For the weather conditions I thought we still had a pretty good crowd. It was simply amazing to me how one team, in this case, Brad's No. 2 bunch was able to get a handle on that old bumpy, worn-out surface better than anyone else. Here is some more irony for you. As I mentioned, Brad led 199 laps. Guess who led the second most laps? It was Brad's teammate, Joey Logano, who led 37 laps. It's just always fascinating to me how on certain weekends, some teams hit right on that magic setup and all the others end up simply racing for second.
Brad kicked everyone's butt. He got his second win of the season. He punched his ticket into the 2014 Chase for the Sprint Cup, and, oh yeah, he got four stitches in his hand. Overall, it wasn't a bad Saturday night's work in the Bluegrass State.

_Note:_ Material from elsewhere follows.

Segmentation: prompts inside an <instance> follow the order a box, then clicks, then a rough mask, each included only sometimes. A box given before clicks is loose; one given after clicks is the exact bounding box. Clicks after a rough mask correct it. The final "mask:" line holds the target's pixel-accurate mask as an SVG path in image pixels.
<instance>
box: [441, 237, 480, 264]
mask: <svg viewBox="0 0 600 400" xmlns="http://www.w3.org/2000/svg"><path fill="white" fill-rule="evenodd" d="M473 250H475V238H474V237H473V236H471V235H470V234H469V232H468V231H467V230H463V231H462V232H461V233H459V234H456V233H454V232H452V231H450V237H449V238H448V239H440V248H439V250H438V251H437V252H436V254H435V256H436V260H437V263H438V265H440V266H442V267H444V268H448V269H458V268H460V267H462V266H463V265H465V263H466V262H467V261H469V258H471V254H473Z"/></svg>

So now we head to the Sunshine State and Daytona International Speedway for another Saturday night race. It's the Fourth of July weekend. Brad's got a full head of steam right now and in championship form, so I wouldn't be the least bit surprised to see him win another Saturday night race. Happy Fourth of July to everyone and I hope if you are traveling that you get there and back safely. Enjoy the fireworks, not only at Daytona but those in your own backyard!